In my fourscore years on Earth, I’ve learned some wide-ranging skills, with an array of abilities from rudimentary to reasonably proficient. Most have been related to the plethora of jobs I’ve held, some hands-on, others involving more head work. An unexpected benefit was transference: job to hobby and vice-versa.
My wife, Carol, is fond of telling friends, “As a cook, Mike’s a pretty good mechanic.” It’s not that I can’t cook; recipes are like shop-manual procedures: Just follow ’em to success. But cooking is just not something I really like to do. I have, however, been known to bake—cakes, cookies, brownies etc, following those cookbook or mix-box instructions.
Early in our marriage, the first thing I baked for Carol was her birthday cake. We lived in a trailer—not a “mobile home,” a trailer, one with a five-degree list to starboard.
Thus the layers came out of the oven lopsided, and had to be carefully aligned to prevent the Leaning Tower syndrome. I finished icing the cake just before Carol arrived home from work.
“Mike, the frosting is beautiful,” she said. “Did Margie [our next-door neighbor] do it?”
“No, I did.”
“Where did you learn to ice a cake like that—your mom?” (She was a great cook, by the way.)
“Nope. You really don’t want to know.”
This conversation continued for a few more exchanges; then I finally revealed where I had learned my transferable skill: applying auto-body filler. As I explained to Carol, frosting is about the same consistency as filler, and sets up at about the same rate. “You’re right,” she mused. “I didn’t want to know.”
Going back even further, like most junior-high boys of my generation, I took wood shop, making the requisite foot stool and turning a gavel on the wood lathe. While not planning a woodworking career, I enjoyed the class. Those skills came in handy when I acquired a 1949 Fiat woody station wagon: structural wood, not trim. I was able to reconstruct the doors, whose mortised horizontal ribs had rotted ends where they joined the doors’ perimeter frame, plus other wood problems. Although I hadn’t learned cabinetry skills in my ninth-grade wood shop, I wasn’t afraid to tackle the wagon’s woodwork. And the time spent on the wood lathe taught me how to turn some attractive shift knobs for my cars.
After many years of teaching myself auto-body work, I enrolled in an evening auto-body class at our local vocational school. But having recently acquired an acetylene torch set, I registered for a welding class first, wanting to learn how to use that torch without hurting myself. I learned torch and arc welding, and later MIG welding, becoming reasonably competent; my welds weren’t always pretty, but they stuck. (Besides, that’s what a grinder’s for.) That skill stood me in good stead when repairing the ravages of 30 salty Ohio winters on my 2002—and I didn’t even burn out my grinder smoothing the welds.
When the Ocracoke Preservation Society asked members to make small paintings of Ocracoke-themed scenes for a fund-raising art auction, I wanted to participate, but my painting abilities run more to cars and houses. However, I unlimbered my torch and brazed sheet metal together to picture Ocracoke’s iconic 1822 lighthouse, framed by two L-shaped steel rods. Not only did it sell, it garnered one of the highest auction bids!
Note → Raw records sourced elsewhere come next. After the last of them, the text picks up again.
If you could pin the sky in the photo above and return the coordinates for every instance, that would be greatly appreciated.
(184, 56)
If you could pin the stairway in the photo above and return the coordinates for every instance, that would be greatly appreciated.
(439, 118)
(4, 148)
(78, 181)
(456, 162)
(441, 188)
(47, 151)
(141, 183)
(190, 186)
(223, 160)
From another direction, I learned how electrical circuits function by sorting out problems—and installing new accessories—on my cars long before I ever had to do any household wiring. When we built a detached garage, I decided to wire it myself. I borrowed a household wiring book from the library, bought the requisite materials, and proceeded to wire six circuits, plus 220 volts for my compressor.
An actual electrician came out to run the drop from the house to the garage and check my work. He passed my wiring with flying colors. It’s still functioning properly after 48 years, so I must have learned something.
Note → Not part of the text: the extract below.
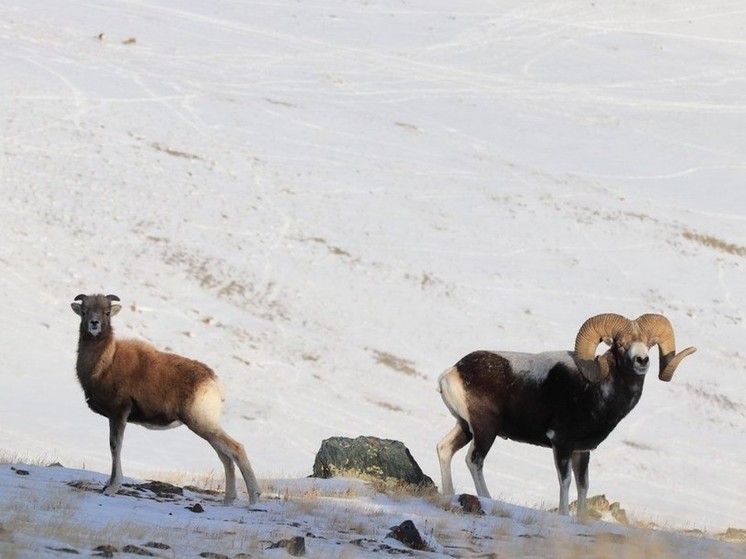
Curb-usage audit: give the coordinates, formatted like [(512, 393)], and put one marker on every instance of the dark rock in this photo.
[(470, 504), (105, 551), (136, 550), (407, 533), (369, 457), (294, 546), (160, 488), (597, 506), (157, 545)]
My primary responsibility as an Air Force civilian involved planning logistical support for Air Force units, especially when deploying from their home base to support a contingency. That involves determining what spare parts must accompany the deploying unit, allowing them to continue functioning for up to a month without resupply.
Choosing which parts to send is a detailed process, and begins with determining those parts that either need regular replacement (think oil filters on cars) and those parts that have a history of failure—based on maintenance records—for a particular aircraft. The completed deployment kit must be as compact as possible, but still contain—with a high probability of success—the parts necessary to “keep ’em flying” for that critical first month.
Those skills transferred neatly to my automotive fleet. I keep a small notebook in each car’s glovebox, noting any repairs made or replacement parts installed. Based on that information, over time I can predict when an individual part’s likelihood of failure starts to increase. If I have a long trip coming up, I can either make the repair/replacement in advance, or at least carry the part along, just in case.
It’s always the one you didn’t bring that you need.